А потом возле тети Нюры была свекровь – Мария Павловна. «Девочки, девочки…» Так она своих молоденьких сношек величала, Нюру и Паню.

– Ой, девочки, девочки… Я хлеб-то Шурыгиным отдала. У нее – дети, а хлеба нет. Отдала. А я, девочки, оладушков напеку. С оладушками хорошо… У нее же дети. А такая бестолковая.

– Смотрим, угощает кого-то, – вспоминала через полвека тетя Нюра. – Чаем поит, молочка подливает… «Пейте, пейте…» Мы потом спрашиваем: «Это кто был?» – «Да прохожий человек… Вижу, мимо идет, устал, вот и пригласила. Он из Копуни в Сретенск идет. Далеко… А чайку попил, он, девочки, теперь легкой ногой дойдет».

В старом доме моем, во всей нашей прежней округе, человеку, на порог ступившему, один обряд, будь он свой ли, чужой и даже не больно званый:

– Проходите. Садитесь, чайку попейте. А может, и щами угожу, ныне варила, еще горяченькие.

Так было даже в голодную пору: пареной тыквой да свеклой, но потчуют гостя. Так было…

Ныне, когда бываю холодной порой в поселке, проездом ли, обыденкою, к дому подъеду, погляжу: вроде живой; потом загляну к Александре Павловне. Это наш человек, последний. Она от порога встречает привычным:

– Сейчас тебе щей разогрею. Садись. Горяченького похлебаешь. Успеешь с делами…

Это – вечное: привет и еда на стол. В далеком ли Забайкалье, у Марии Павловны, в начале века, или наш старый дом. И тетка Шура – может, последний оплот.



Заехал как-то к своим порой зимнею. Тары да бары…

– Ты гостя к столу позови, – подсказала хозяйке ее старая мать.

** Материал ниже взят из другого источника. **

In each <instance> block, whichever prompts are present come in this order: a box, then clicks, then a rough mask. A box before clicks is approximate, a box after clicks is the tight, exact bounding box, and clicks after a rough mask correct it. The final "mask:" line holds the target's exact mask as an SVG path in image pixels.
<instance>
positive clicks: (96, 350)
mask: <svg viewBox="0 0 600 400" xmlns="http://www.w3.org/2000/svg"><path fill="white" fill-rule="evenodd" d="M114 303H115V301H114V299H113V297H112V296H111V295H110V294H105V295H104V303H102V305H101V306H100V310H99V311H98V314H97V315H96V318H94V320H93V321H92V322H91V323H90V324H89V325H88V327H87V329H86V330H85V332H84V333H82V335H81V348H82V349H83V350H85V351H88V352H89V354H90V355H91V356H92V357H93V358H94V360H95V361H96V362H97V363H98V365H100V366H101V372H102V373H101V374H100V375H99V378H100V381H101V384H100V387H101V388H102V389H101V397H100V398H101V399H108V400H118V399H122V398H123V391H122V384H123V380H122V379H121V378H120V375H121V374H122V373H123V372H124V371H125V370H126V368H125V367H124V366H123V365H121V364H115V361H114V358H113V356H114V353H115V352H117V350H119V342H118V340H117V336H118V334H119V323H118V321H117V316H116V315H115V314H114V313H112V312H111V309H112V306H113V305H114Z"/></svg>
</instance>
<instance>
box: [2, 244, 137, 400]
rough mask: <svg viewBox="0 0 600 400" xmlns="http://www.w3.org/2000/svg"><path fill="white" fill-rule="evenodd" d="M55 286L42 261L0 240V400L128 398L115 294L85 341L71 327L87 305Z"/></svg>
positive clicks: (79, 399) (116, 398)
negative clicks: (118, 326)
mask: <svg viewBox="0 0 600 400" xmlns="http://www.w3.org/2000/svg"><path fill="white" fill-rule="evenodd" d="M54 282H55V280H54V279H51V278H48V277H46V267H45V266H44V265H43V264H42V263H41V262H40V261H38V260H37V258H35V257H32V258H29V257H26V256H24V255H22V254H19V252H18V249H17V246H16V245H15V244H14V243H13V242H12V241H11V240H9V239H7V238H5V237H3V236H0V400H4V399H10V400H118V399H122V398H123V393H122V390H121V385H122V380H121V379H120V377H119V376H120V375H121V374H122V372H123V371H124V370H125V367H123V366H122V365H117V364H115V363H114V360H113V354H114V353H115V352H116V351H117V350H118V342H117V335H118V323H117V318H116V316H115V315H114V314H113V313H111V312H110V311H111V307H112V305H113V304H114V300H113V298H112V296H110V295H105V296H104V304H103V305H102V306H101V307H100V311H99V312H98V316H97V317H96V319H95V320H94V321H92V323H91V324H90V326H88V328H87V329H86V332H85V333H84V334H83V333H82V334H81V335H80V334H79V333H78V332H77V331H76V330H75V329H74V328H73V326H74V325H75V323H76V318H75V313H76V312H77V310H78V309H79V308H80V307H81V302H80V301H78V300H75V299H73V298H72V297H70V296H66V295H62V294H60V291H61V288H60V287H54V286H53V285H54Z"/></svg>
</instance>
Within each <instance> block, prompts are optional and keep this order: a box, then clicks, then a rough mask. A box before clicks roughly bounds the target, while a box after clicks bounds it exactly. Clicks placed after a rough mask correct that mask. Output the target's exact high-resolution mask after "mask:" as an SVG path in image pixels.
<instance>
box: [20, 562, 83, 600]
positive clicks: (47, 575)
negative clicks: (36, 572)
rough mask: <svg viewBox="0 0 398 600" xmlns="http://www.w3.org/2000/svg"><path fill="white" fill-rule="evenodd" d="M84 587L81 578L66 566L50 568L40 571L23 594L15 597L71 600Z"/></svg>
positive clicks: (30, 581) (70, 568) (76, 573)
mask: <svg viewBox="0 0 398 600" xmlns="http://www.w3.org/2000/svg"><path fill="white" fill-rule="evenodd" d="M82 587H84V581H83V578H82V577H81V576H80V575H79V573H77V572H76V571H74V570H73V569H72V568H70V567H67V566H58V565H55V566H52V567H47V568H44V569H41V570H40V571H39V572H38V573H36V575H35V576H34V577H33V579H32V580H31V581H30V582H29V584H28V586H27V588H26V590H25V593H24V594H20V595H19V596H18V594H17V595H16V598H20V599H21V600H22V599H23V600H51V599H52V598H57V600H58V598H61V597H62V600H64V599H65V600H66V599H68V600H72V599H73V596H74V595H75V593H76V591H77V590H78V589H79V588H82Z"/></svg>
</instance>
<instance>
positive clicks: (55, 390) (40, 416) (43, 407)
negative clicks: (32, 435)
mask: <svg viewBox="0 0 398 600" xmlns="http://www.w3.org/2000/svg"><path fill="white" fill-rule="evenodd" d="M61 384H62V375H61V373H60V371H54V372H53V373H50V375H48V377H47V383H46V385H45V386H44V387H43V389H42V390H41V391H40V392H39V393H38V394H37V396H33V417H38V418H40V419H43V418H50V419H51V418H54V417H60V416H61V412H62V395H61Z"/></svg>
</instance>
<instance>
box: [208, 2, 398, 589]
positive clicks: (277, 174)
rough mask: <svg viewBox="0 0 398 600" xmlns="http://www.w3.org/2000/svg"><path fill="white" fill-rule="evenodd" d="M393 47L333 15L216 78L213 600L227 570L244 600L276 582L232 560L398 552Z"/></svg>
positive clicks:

А у той враз нашелся короткий ответ:

– Теперь так не модно!

Видно, не было в роду своей Марии Павловны, о которой мои старики всю жизнь вспоминали.

И снова о ней речь.

Сыновья Марии Павловны переженились. У старшего первая жена умерла, оставив маленького Колю. Вторая жена сироту не очень жаловала. Увидев это, Мария Павловна никого не стала поучать да ругать: ни сына своего, ни невестку; она просто, забрав Колю, ушла из семьи сына в свою старую избу. Завела корову Маньку, посадила огород, стала жить с маленьким внуком. «Нас, девочки, Манька прокормит. Наша Манька…» Так и жила, отвечая на приглашения снох: «Нас Манька прокормит…»

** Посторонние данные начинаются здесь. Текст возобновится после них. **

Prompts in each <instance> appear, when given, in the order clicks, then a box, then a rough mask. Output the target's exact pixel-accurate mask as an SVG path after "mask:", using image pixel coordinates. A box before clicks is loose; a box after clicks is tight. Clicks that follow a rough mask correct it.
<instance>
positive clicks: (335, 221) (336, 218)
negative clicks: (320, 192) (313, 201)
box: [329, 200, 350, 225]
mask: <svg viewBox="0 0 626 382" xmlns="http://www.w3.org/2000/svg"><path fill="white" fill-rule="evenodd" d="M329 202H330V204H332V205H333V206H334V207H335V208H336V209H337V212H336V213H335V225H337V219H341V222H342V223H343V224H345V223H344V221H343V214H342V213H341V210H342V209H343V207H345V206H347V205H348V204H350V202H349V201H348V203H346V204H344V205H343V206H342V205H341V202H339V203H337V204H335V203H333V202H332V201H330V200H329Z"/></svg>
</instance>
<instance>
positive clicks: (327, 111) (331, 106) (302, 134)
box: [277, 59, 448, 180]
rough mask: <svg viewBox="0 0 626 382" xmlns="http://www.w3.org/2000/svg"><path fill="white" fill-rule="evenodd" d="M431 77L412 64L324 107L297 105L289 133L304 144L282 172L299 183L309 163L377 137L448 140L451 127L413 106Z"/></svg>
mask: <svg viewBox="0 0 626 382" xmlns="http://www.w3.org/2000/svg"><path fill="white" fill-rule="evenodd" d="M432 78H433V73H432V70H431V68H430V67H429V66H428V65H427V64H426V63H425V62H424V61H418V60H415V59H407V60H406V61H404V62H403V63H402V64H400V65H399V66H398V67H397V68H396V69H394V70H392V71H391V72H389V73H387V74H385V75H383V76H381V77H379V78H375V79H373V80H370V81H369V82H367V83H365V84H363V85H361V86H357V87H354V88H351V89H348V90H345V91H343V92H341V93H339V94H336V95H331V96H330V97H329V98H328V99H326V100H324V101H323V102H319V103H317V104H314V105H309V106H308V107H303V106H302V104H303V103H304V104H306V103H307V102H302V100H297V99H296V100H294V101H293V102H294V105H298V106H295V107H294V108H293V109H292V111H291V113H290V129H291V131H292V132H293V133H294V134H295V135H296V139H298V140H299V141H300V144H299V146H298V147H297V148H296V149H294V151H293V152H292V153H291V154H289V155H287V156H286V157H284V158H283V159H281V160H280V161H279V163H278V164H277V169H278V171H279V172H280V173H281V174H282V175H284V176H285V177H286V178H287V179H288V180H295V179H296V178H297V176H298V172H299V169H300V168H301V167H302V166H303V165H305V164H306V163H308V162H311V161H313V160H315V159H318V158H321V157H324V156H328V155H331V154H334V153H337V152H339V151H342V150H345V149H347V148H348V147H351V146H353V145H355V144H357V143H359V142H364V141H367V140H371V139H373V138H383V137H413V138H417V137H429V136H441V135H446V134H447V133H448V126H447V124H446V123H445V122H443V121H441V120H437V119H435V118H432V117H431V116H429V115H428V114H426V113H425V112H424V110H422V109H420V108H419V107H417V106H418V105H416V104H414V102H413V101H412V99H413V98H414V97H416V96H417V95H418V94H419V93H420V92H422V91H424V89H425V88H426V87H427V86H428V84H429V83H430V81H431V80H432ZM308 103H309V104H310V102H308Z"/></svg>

Годы были нелегкие. Но Коля вырос. Правда, погиб он совсем молоденьким, восемнадцатилетним, в Отечественную войну, в Сталинграде.

Строки из писем:

«Коля стал нынеший год настоящий здоровый рослый моряк токо там их переодели в защитный цвет. Кима Красотина убили в Сталинграде недавно получила Домна извещение…»

«…Николаю разрывная пуля расколола левую челюсть и еще ранило в голову а после того покамест не было письма в каком городе находится незнаем он».

Потом узнали. Похоронен в Сталинграде, «в районе река Царица».

Но это уже о другом.

Мария Павловна конечно же жила небогато: огород да корова Манька. Но однажды последние деньги, на «черный день» припасенные, отдала соседке. Эти соседи недавно из России приехали, а хозяин заболел и умер. Осталась вдова с детьми, и никого родных. Надо в Россию вернуться, а не на что. Мария Павловна все свои деньги отдала. «Девочки… – почему-то шепотом говорила она. – Девочки, какая беда… Пускай едут, у них там родные. Беда, девочки, беда…»

Год 1938-й. Алма-атинская тюрьма. Тетя Нюра ждет свидания с мужем – «врагом народа», его по этапу должны угонять на север. Ждет и видит горько плачущую женщину, которую только что освободили, а муж – в тюрьме, тоже «враг народа», двое детей где-то в детских домах, их надо искать ехать, но нет ни копейки денег. И тетя Нюра отдает ей свои последние пятьдесят рублей. Потому что: «Беда, девочки, беда…»

Вот и все объясненье.

В нашем краю по соседству и рядом, как и везде после войны, долго еще жили весьма небогато. Вдовы да сироты, копеечная зарплата. И потому в обычай соли у соседей занять, спичек, невеликую денежку на хлеб. Конечно, всегда возвращали.

И потому таким диким для всех был случай, когда Блохиным деньги не вернул… не буду называть его по фамилии, она известная, помню, и все помнят, даже через полвека. Но внуки и дети чем виноваты. Он не вернул деньги, сказав: «Не отдам. А у вас нет доказательств».

Весь поселок узнал об этом. Говорили за глаза и в лицо этого человека стыдили. Дело прошлое, но помнится и теперь, потому что это было позором, дикостью, недоуменьем.